Five other state activities associations have a similar policy in place.
Stirred to action, nearly 100 Nebraska residents went to six district meetings of the NSAA. At one time, each district was scheduled to consider a policy.
Mark Bonkiewicz, who heads the protest group Nebraskans for Founders’ Values, said alarm spread across the state in May, when the New York Timesreported Nebraska already had a transgender locker room policy in place.
State officials later retracted what was apparently a tentative policy that was published by NSAA Executive Director Rhonda Blanford-Green.
Blanford-Green put the policy on the NSAA board website a year ago after the board discussed it. After the policy became widely know, it was removed, according to a report in August in theLincoln Journal Star .
Blanford-Green told the Journal Star that the policy would instead go through though the association’s normal legislative process and be considered in November and possibly in January, if it got that far.
Blanford-Green is a former University of Nebraska All-American in track and field and two-time U.S. Olympic Trials qualifier, the Journal Star reported. She is also a former associate commissioner of the Colorado High School Activities Association, which became one of the first two state associations in the country to adopt policies establishing the rights of transgender student-athletes to switch teams.
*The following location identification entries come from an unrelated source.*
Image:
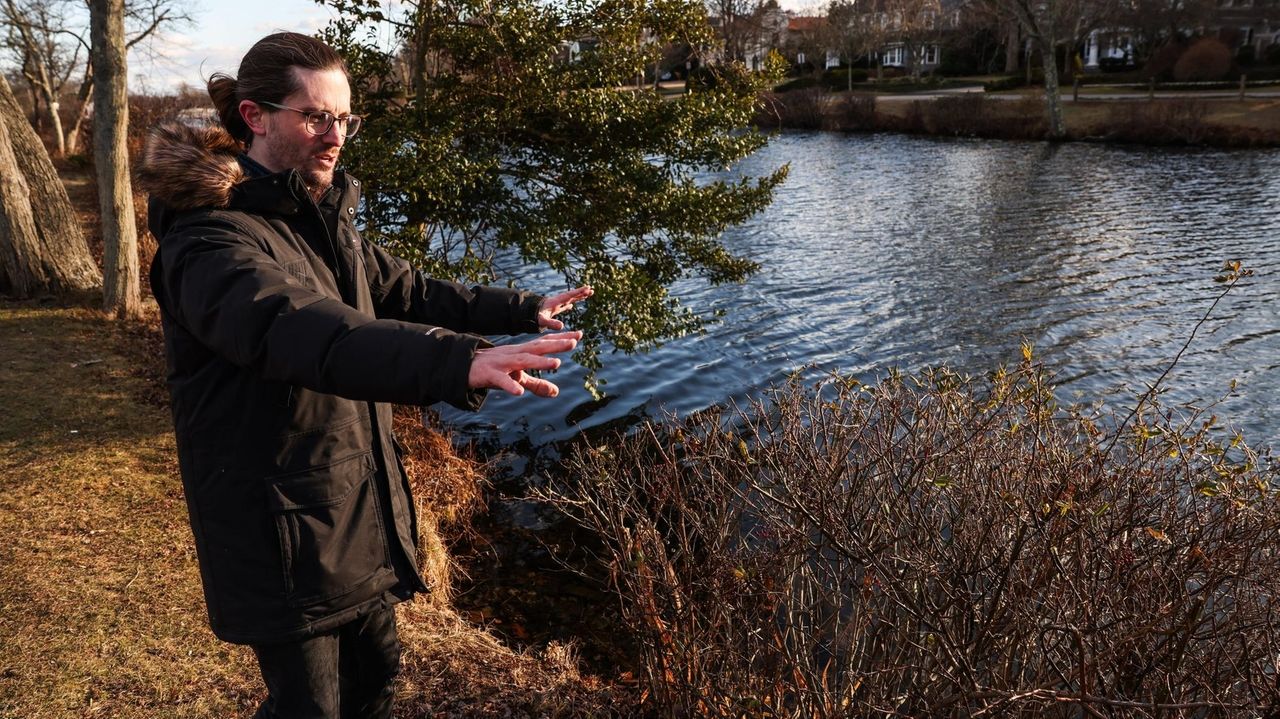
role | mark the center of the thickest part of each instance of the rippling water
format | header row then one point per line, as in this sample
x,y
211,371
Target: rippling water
x,y
885,251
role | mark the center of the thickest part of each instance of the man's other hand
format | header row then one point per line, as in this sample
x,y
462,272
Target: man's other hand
x,y
503,367
557,303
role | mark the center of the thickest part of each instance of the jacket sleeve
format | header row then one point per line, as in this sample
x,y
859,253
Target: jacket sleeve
x,y
403,293
233,297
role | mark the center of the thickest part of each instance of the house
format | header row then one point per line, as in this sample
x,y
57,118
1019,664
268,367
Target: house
x,y
1246,26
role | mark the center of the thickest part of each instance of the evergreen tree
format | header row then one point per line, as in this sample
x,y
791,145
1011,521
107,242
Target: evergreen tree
x,y
517,128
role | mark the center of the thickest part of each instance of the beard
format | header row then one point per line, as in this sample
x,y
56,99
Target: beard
x,y
318,182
On Nov. 25, Bonkiewicz said nearly 100 residents went to the NSAA board meetings on Nov. 6 and Nov. 13.
Despite Blanford-Green’s prediction, the policy did not make it on to the November agenda.
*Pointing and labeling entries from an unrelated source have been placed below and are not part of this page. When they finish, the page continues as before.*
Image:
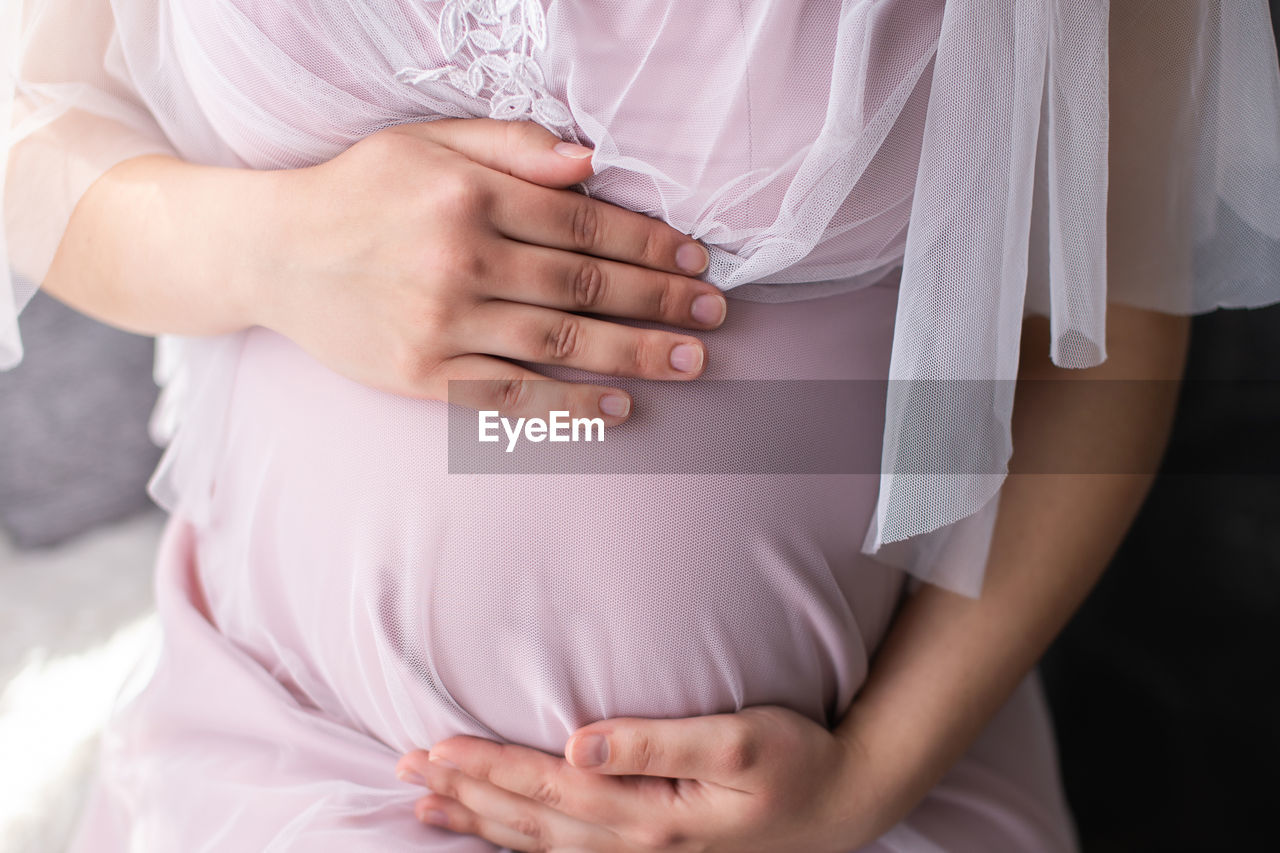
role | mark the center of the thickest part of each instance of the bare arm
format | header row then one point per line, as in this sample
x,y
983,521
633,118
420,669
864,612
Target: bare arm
x,y
424,252
949,662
Bonkiewicz said his group thought it was possible that the item would be on the agenda.
“We contacted many people across Nebraska who were shocked, embarrassed and appalled at what Blanford-Green and the NSAA have said and done, without any significant input from schools or parents or citizens,” Bonkiewicz said in a statewide news release.
“Nebraskans did pay attention,” Bonkiewicz said. “They called, they emailed and they came to voice their concerns.”
According to the meeting minutes, five people spoke to the NSAA district II board in Boys Town on Nov. 6. Likewise, six people spoke a week later at the district III meeting in Norfolk.
People were allowed 5 minutes apiece to speak and 30 minutes was allotted for public comments, Bonkiewicz said. He said about 60 people turned out in McCook, and 3-6 spoke. There is no reference to that on the sketchy minutes that are published on the NSAA website.
Bonkiewicz said the NSAA board should officially “rectify the false information that went nationwide” and take disciplinary action the “employee(s) who posted false information on the NSAA website” that led to the New York Times report.